Sexta-feira, 04 de julho de 2025

Por que a Semana Santa é chamada de Semana de Turismo no Uruguai e o que isso revela sobre o país

Se você visitar o Uruguai agora mesmo, descobrirá que nos dias em que cristãos de todo o mundo comemoram a chamada Semana Santa ali tem um nome diferente: Semana do Turismo.

Alguns uruguaios também a chamam de Semana Criolla, em referência ao nome das populares competições de cavaleiros que montam cavalos indisciplinados nessas mesmas datas.

Outros falam em Semana de la Cerveza, uma festa que costuma acontecer na cidade de Paysandú, na fronteira com a Argentina, com shows musicais e, claro, muita bebida.

Existem outros nomes possíveis, como Semana de la Vuelta Ciclista, devido a uma prova por etapas que ocorre desde 1939.

Mas o Uruguai a definiu oficialmente como Semana do Turismo há mais de um século, algo que reflete a profunda tradição secular deste país, apontado por pesquisas como o menos religioso da América Latina.

Um processo “exitoso”

O Estado uruguaio começou a se distanciar da Igreja a partir de 1860, com medidas como a secularização dos cemitérios e a criação de um registro civil para registrar nascimentos, casamentos e óbitos, tarefa que até 1879 estava apenas na órbita católica.

Embora o catolicismo fosse predominante no país, o arcebispo de Montevidéu, cardeal Daniel Sturla, destaca que “quando começou o processo de secularização no Uruguai, a Igreja era frágil, não tinha muita força, e isso também contribuiu para que fosse tão exitoso”.

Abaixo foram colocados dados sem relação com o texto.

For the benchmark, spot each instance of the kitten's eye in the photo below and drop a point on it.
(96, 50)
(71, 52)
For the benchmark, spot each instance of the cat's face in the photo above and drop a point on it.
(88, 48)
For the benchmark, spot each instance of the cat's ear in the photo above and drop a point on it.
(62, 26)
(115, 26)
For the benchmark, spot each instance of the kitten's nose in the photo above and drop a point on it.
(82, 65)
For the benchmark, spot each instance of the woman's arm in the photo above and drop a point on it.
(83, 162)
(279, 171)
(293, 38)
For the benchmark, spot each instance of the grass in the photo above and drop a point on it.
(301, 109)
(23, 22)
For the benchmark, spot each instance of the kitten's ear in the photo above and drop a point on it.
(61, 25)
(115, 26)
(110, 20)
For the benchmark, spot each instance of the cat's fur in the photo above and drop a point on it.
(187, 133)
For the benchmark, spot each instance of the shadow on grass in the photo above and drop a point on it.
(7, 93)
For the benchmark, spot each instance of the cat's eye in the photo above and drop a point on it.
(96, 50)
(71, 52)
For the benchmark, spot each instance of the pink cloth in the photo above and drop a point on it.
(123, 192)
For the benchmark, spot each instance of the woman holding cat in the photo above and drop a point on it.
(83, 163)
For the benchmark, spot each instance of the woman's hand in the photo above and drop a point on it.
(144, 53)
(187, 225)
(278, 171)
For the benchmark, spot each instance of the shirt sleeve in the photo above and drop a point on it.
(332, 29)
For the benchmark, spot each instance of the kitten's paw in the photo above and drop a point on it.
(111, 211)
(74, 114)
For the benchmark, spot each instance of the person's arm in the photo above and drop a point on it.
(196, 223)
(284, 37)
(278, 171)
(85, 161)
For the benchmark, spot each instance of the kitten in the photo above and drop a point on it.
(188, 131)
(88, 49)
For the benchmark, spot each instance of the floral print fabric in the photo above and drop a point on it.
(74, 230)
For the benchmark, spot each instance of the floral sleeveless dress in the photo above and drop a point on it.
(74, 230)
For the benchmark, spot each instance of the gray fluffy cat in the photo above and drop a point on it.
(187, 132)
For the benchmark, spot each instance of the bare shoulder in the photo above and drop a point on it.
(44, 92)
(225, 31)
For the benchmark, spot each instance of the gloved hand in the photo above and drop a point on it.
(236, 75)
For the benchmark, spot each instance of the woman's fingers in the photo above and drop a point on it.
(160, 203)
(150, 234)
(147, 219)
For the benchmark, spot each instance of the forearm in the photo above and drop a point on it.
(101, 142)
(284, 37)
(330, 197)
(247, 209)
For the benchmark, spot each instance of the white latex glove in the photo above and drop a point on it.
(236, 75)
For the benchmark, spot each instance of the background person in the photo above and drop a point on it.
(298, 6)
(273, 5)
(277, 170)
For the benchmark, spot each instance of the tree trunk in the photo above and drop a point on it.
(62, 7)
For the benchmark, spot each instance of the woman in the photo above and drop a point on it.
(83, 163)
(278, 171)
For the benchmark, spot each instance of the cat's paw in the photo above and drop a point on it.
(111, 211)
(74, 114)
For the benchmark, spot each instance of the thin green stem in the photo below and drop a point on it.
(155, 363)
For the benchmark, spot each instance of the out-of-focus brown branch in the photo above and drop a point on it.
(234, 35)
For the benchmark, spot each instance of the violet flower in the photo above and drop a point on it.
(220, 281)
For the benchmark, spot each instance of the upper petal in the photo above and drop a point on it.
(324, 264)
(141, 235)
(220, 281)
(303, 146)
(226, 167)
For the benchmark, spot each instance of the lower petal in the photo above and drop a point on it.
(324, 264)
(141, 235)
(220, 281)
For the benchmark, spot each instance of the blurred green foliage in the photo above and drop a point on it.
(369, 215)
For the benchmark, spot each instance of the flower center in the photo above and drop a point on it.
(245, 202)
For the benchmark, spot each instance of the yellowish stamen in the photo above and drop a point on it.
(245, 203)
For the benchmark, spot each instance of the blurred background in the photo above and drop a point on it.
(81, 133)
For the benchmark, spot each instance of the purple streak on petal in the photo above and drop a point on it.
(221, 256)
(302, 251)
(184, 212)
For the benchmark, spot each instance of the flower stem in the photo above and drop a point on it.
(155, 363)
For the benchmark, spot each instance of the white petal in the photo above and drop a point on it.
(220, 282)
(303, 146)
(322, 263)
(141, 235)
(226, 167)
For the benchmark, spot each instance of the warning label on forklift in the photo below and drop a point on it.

O processo teve um impulso definitivo no início do século 20 com os dois mandatos presidenciais de José Batlle y Ordóñez (1903-1907 e 1911-1915), líder do Partido Colorado, que foi fundamental na construção do Uruguai moderno e liberal.

Inspirado nas ideias políticas e filosóficas que circulavam na Europa, particularmente na França, “Pepe” Batlle tinha uma concepção racionalista espiritualista, escrevia “Deus” com letra minúscula na imprensa e promovia reformas sociais contrárias aos interesses da Igreja Católica.

As mudanças foram desde a retirada dos crucifixos dos hospitais públicos até a eliminação do ensino religioso nas escolas públicas, bem como a possibilidade de divórcio por vontade exclusiva da mulher.

Separação

A separação entre Estado e Igreja Católica foi definitivamente estabelecida na Constituição que entrou em vigor em 1919 no Uruguai.

No mesmo ano, foi aprovada no país uma lei de feriados que mudaria o nome de diversas datas católicas: 6 de janeiro passou a ser Dia das Crianças em vez de Dia de Reis Magos, 25 de dezembro passou a ser Dia da Família em vez de Natal e a Semana do Turismo substituiu a Semana Santa.

Houve também a proposta de separar, no calendário, esta semana daquela que os cristãos celebram entre o Domingo de Ramos e a Páscoa, algo que foi descartado devido à importância que o turismo argentino no Uruguai começava a adquirir, diz Mónica Maronna, historiadora e coautora do livro 100 años de laicidad en Uruguay (100 anos de laicidade no Uruguai, em tradução livre).

Mas destaca que a simples mudança de nome naquele contexto “marca que o Estado toma uma posição e diz que não é republicano assumir o nome de uma religião, de um culto”.

Minoria

Essas mudanças parecem ter deixado uma marca duradoura na sociedade uruguaia, que hoje conta com 3,4 milhões de pessoas.

O Uruguai é o país da América Latina com o maior percentual de população que declara “nenhuma” quando questionada sobre sua religião: 47%, segundo a pesquisa Latinobarômetro realizada no ano passado em 17 países da região. Depois aparece o Chile, com 29%.

Se somarmos ateus e agnósticos aos que se definem como não tendo religião, praticamente metade dos uruguaios são não religiosos (49%), mais que o dobro do que no início deste século, enquanto a proporção de cristãos despencou mais de 20 pontos.

Embora o Natal continue a ser popularmente chamado assim no Uruguai, apesar da lei de feriados, o nome Semana do Turismo é rigorosamente utilizada pelo Estado e, na prática, por grande parte da população.

Nesta semana, com centros educacionais e repartições públicas fechadas, muitos uruguaios viajam pelo país para participar de eventos diversos, descansar perto das praias ou acampar e caçar no campo.